Drehbücher also, Kritiken, Satiren -«Ich bin ein satirischer Schriftsteller, weil ich in einer Gesellschaft lebe, die nur diese Seite bietet», sagte Flaiano in einem Interview kurz vor seinem Tod. Und seine beiden längeren Erzählungen, Melampus und O Bombay! , kann man auch als grotesksatirische Kurzromane lesen. Aber einmal, 1946, hat dieser stille, kluge Mann mit der dicken Brille plötzlich diesen Roman geschrieben, in nur sehr kurzer Zeit, einen Roman, der zu den ganz großen
der Weltliteratur gehört und der doch noch immer nur wenigen Eingeweihten bekannt ist: Tempo di uccidere ,«Zeit zu töten». Der Titel geht zurück auf einen Text aus der Bibel, Prediger Salomo 3,1-3:«Ein jegliches hat seine Zeit, und alles Vorhaben unter dem Himmel hat seine Stunde: Geboren werden hat seine Zeit, sterben hat seine Zeit; pflanzen hat seine Zeit, ausreißen, was gepflanzt ist, hat seine Zeit; töten hat seine Zeit, heilen hat seine Zeit.»Zeit ist hier nicht die messbare Zeit, chronos , sondern der richtige Zeitpunkt, kairos.

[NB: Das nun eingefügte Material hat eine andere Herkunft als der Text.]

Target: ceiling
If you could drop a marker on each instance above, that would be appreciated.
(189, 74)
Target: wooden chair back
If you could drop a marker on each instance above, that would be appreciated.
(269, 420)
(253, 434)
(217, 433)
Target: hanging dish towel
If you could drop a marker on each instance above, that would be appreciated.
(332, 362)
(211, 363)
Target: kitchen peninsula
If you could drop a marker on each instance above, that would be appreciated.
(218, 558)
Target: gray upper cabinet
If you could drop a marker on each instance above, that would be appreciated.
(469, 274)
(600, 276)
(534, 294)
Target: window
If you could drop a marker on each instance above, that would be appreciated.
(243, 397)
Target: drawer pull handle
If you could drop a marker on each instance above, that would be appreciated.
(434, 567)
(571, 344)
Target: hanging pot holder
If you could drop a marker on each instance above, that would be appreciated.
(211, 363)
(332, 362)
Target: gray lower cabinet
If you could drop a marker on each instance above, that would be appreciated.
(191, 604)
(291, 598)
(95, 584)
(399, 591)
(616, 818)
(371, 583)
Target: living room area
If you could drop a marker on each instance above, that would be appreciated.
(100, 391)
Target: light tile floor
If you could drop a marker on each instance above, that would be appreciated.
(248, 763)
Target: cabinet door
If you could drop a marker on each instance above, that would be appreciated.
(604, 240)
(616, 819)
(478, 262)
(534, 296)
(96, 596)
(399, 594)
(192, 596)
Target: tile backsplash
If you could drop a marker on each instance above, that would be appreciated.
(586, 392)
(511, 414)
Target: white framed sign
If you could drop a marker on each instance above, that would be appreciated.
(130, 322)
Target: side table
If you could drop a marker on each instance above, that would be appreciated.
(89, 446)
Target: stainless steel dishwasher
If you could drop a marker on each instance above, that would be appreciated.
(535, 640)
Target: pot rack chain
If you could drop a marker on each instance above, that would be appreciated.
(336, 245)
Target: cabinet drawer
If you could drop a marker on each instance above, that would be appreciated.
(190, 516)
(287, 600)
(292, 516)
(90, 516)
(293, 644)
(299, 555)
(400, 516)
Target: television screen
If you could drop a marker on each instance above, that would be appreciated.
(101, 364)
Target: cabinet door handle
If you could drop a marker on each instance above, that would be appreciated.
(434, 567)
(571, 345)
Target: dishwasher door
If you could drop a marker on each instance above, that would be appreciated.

Der Mailänder Verleger Leo Longanesi war es, der 1946 an Flaiano schrieb:«Lieber Flaiano, seit längerem habe ich nichts mehr von Ihnen gehört. Ich will unbedingt etwas von Ihnen veröffentlichen. (…) Schreiben Sie mir, Sie alter Faulpelz.»
Flaiano schrieb, und Longanesi veröffentlichte den Roman unter dem Titel Tempo di uccidere schon ein Jahr später, 1947. Flaiano bekam dafür sofort den ersten Premio Strega, den bis heute wichtigsten italienischen Literaturpreis, übrigens benannt nach einem italienischen Kräuterlikör. Unter dem abschreckenden Titel Frevel in Äthiopien kam das Buch 1953 bei Claassen in Deutschland heraus, 1978 dann in einer neuen Übersetzung bei Manesse unter Alles hat seine Zeit. Das Buch ist übrigens 1989 von Giuliano Montaldo, der auch das Drehbuch
schrieb, unter dem Titel Time to Kill verfilmt worden, in der Hauptrolle: Nicolas Cage.
Ich las diesen Roman Anfang der achtziger Jahre und erfuhr darin zum ersten Mal von dem grausamen Krieg, der als Abessinienkrieg in die Geschichte einging und den die Italiener in Äthiopien, vor allem im Hochland von Abessinien, geführt haben. Er dauerte von Oktober 1935 bis Mai 1936 und endete mit der Annexion Äthiopiens und der Gründung der Kolonie Italienisch-Ostafrika durch das faschistische Italien unter Mussolini. Es war ein äußerst brutaler Krieg, in dem durch Massaker und Giftgas mehr als 700 000 Äthiopier ums Leben kamen, etwa zehn Prozent der Gesamtbevölkerung und fast die gesamte Oberschicht. Ganze Landstriche wurden niedergebrannt, und die Italiener führten die unselige Rassentrennung ein. Später hat Italien Millionen als Wiedergutmachung an Äthiopien gezahlt. Als könnte man so viel Gewalt und Unrecht je wiedergutmachen.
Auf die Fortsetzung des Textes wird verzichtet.